Nesse cenário, há, ainda, um equilíbrio de impossibilidades: de um lado, não há clima para um impeachment de Jair Bolsonaro, que sairia mais forte de um processo, caso conseguisse evitar a perda do mandato, e de outro, não há espaço para um eventual golpe na democracia, pois, dificilmente, o presidente da República, isolado politicamente por conta de suas declarações mais recentes, teria apoio dos militares, por exemplo. É como cientistas políticos avaliam a relação entre dois dos Três Poderes na semana que começou com o chefe do Executivo participando de uma manifestação contrária ao STF e ao Congresso e revogando uma medida provisória que estava condenada a caducar no parlamento — a MP 905, que criava o Contrato de Trabalho Verde e Amarelo, destinado a estimular a contratação de jovens de 18 a 29 anos.

Professor e pesquisador do Departamento de Ciências Sociais da Pontifícia Universidade Católica do Rio de Janeiro, Ricardo Ismael destacou que um momento de crise já é desfavorável ao diálogo naturalmente e piora quando um dos lados não tem interesse em manter o tom da conversa. “O país está passando por uma crise, e o que se tem de fazer é responder às demandas da sociedade. O ideal era que houvesse mais unidade entre presidente e governadores, entre Executivo e Legislativo, mas é muito difícil atravessar uma crise dessa, com escolhas controversas, em um momento em que se briga por tudo”, avaliou. “Nas nossas circunstâncias, por exemplo, qualquer presidente do mundo manteria o (Luiz Henrique) Mandetta (ex-ministro da Saúde), mas Bolsonaro tira em nome de questões políticas, teorias conspiratórias, grupos ideológicos.”

Herança

Eduardo Galvão, professor de Políticas Públicas do Ibmec Brasília, por sua vez, destacou que a tensão entre Executivo e Legislativo tem em Bolsonaro seu agravador, mas há antecedentes históricos. “A crise entre poderes é sintoma de uma transformação. O modelo de presidencialismo de coalizão sempre seguiu a lógica de compartilhamento do poder por meio de indicação de cargos, emendas parlamentares e verba no orçamento. Eduardo Cunha (ex-presidente da Câmara) e depois o Rodrigo Maia (atual presidente da Casa) desidrataram a possibilidade de emendas. Bolsonaro não quis distribuir cargos. O Congresso engessou ainda mais o Orçamento”, enumerou.

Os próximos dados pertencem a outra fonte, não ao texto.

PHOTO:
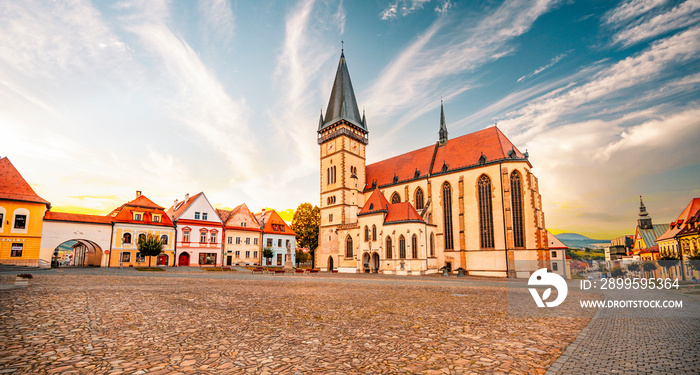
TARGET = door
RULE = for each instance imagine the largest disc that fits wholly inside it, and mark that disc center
(184, 260)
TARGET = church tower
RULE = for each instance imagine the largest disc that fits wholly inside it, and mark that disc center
(342, 137)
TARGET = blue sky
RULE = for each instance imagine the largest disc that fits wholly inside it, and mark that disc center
(100, 99)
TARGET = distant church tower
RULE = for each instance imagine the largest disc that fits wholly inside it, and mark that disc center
(644, 220)
(342, 136)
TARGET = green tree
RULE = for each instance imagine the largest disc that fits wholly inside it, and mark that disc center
(305, 224)
(150, 246)
(267, 254)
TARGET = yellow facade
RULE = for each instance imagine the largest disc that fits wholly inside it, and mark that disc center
(20, 244)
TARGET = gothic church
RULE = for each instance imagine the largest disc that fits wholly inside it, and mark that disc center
(469, 202)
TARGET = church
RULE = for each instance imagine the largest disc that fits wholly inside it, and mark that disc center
(469, 202)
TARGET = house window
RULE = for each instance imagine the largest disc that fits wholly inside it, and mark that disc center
(414, 247)
(207, 258)
(447, 215)
(348, 247)
(485, 212)
(16, 250)
(516, 194)
(419, 199)
(20, 221)
(388, 248)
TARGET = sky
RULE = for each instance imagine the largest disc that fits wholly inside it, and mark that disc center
(101, 99)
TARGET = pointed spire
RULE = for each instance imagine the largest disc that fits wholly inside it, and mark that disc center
(443, 126)
(342, 104)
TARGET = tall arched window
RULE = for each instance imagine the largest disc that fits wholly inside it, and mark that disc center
(485, 212)
(414, 247)
(419, 199)
(516, 194)
(447, 215)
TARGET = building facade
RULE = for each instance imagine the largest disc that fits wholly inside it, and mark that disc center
(21, 219)
(243, 237)
(476, 194)
(199, 231)
(135, 220)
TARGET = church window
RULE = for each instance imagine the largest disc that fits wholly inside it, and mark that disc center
(414, 247)
(419, 199)
(517, 203)
(485, 212)
(447, 215)
(388, 248)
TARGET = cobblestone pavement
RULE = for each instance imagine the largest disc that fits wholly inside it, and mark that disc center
(634, 341)
(105, 321)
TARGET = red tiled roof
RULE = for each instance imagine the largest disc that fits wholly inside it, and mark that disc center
(271, 217)
(14, 187)
(375, 203)
(458, 153)
(178, 209)
(78, 218)
(402, 212)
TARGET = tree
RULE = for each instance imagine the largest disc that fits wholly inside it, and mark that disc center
(267, 254)
(305, 224)
(150, 246)
(649, 266)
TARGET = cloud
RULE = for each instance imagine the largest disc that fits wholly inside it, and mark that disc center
(543, 68)
(681, 16)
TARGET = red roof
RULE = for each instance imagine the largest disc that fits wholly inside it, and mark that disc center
(458, 153)
(272, 220)
(14, 187)
(78, 218)
(375, 203)
(402, 212)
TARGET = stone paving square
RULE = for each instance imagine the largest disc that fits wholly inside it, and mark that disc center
(113, 322)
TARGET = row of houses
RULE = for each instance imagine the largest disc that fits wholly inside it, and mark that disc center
(192, 231)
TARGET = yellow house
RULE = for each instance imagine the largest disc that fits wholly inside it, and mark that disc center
(21, 219)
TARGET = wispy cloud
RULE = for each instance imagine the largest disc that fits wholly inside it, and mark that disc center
(543, 68)
(680, 16)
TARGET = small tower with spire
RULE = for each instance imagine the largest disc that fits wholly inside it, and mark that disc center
(644, 220)
(443, 126)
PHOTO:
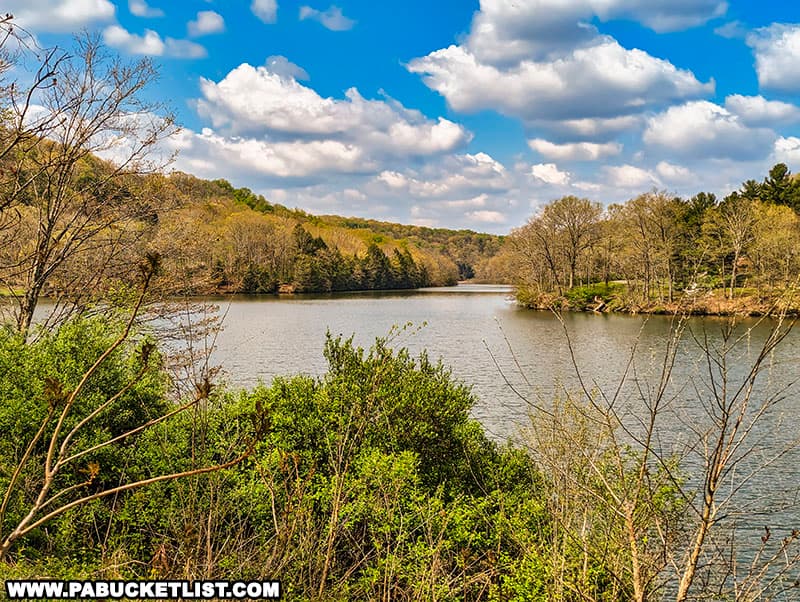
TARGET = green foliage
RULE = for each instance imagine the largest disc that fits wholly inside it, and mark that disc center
(371, 482)
(36, 378)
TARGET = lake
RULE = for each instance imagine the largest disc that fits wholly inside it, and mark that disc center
(515, 359)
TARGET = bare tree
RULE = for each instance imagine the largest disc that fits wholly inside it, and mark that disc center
(77, 215)
(59, 444)
(655, 511)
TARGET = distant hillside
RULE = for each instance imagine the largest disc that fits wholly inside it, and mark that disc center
(218, 238)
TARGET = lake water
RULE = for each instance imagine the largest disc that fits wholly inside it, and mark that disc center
(515, 359)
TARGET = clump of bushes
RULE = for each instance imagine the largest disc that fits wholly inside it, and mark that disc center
(371, 482)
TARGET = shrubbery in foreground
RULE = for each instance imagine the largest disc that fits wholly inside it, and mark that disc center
(371, 482)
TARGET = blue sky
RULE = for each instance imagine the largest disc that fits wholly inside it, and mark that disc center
(458, 113)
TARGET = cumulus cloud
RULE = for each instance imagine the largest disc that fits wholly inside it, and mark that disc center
(550, 174)
(602, 80)
(332, 18)
(452, 175)
(266, 10)
(575, 151)
(630, 177)
(787, 150)
(506, 32)
(732, 30)
(702, 129)
(588, 128)
(204, 153)
(140, 8)
(59, 15)
(255, 101)
(758, 111)
(777, 52)
(206, 22)
(280, 65)
(151, 44)
(675, 174)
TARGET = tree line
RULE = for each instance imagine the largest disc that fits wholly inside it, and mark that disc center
(658, 249)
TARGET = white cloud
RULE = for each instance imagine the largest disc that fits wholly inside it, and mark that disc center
(59, 15)
(280, 65)
(205, 154)
(151, 44)
(486, 217)
(550, 174)
(254, 101)
(675, 173)
(574, 151)
(266, 10)
(758, 111)
(332, 18)
(787, 150)
(630, 177)
(207, 22)
(589, 128)
(703, 129)
(140, 8)
(451, 175)
(732, 30)
(777, 52)
(505, 32)
(602, 80)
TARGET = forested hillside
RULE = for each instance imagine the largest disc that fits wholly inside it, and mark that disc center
(213, 238)
(659, 252)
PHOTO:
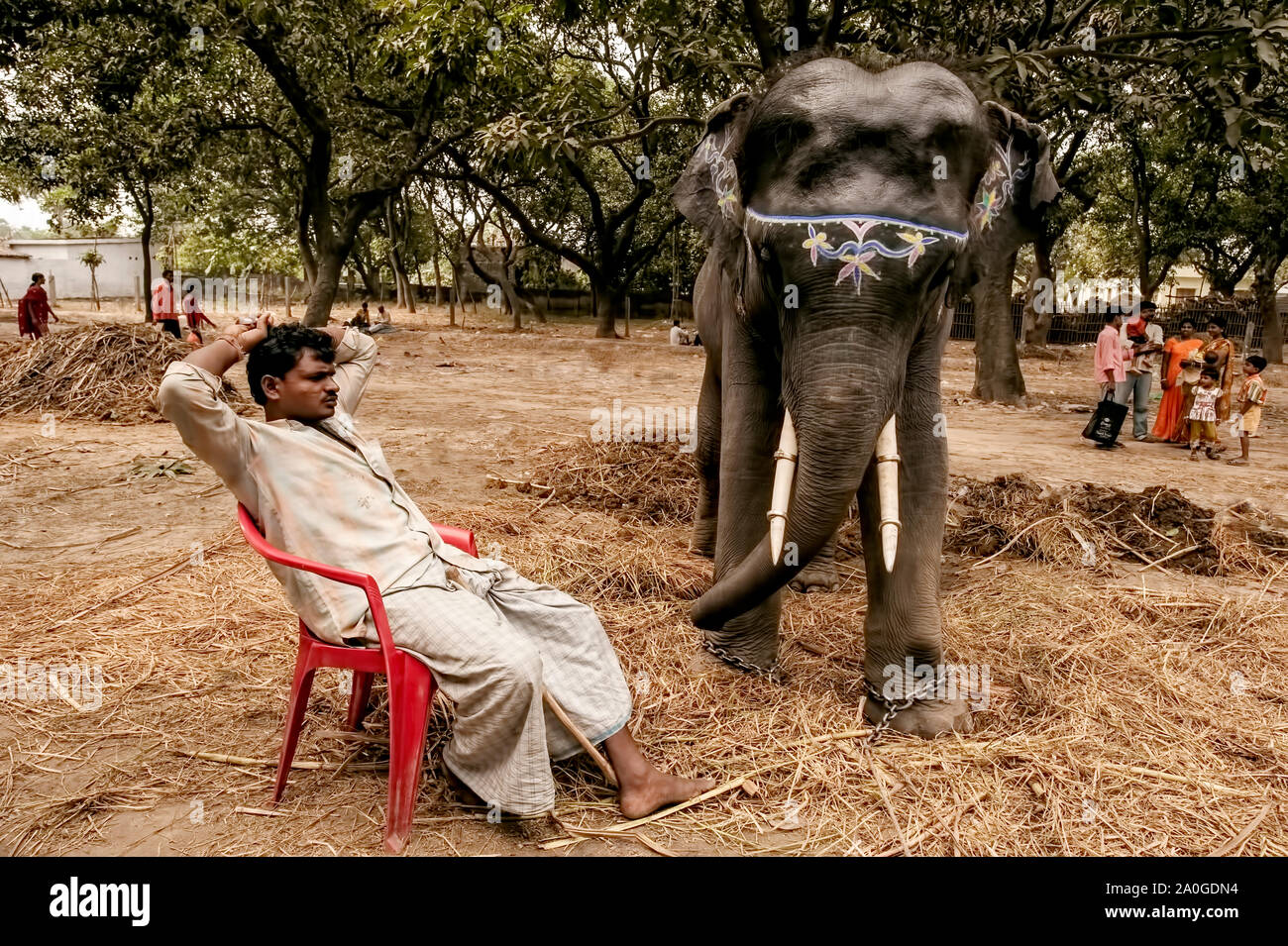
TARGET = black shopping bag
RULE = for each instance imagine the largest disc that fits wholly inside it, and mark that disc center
(1104, 425)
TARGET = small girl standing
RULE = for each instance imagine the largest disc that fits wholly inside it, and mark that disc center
(1203, 415)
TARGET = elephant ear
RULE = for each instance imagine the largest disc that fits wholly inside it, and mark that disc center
(708, 193)
(1018, 184)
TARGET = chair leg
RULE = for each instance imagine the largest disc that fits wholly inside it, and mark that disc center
(360, 699)
(410, 691)
(300, 690)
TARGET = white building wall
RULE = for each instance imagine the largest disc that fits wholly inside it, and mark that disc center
(117, 275)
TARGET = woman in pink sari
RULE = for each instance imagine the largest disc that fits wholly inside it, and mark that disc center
(1179, 348)
(1224, 351)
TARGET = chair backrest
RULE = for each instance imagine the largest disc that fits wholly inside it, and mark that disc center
(462, 538)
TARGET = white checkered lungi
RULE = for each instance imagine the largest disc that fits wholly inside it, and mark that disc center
(492, 643)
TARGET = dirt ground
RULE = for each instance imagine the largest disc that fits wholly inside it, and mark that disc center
(449, 405)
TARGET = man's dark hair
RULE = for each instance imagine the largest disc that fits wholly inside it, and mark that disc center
(281, 352)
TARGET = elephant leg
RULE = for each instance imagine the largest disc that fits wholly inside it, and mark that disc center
(751, 420)
(903, 619)
(819, 575)
(707, 459)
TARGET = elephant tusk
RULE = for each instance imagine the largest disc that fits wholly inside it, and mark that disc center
(785, 470)
(888, 491)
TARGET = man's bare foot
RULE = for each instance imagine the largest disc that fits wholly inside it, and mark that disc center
(660, 790)
(643, 788)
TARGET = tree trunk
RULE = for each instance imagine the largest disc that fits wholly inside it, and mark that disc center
(365, 273)
(609, 302)
(997, 366)
(146, 240)
(307, 261)
(1263, 287)
(402, 282)
(1037, 325)
(326, 283)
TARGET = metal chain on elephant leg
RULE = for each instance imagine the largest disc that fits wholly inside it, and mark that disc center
(773, 674)
(893, 708)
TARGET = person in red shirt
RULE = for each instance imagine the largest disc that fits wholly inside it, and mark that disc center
(193, 314)
(34, 309)
(162, 304)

Ele recordou, ainda, que a crise ganha contornos mais claros por conta da pandemia, que evidencia as fraquezas e as instabilidades da sociedade, mas que o presidente já dispara contra o Legislativo há mais tempo. “Veja que as ferramentas tradicionais não funcionam mais. Bolsonaro propôs o fim do presidencialismo de coalizão, mas não colocou outro modelo no lugar. E até encontramos o rumo, vai haver atritos. Se as instituições não forem fortes, pode haver ruptura”, alertou.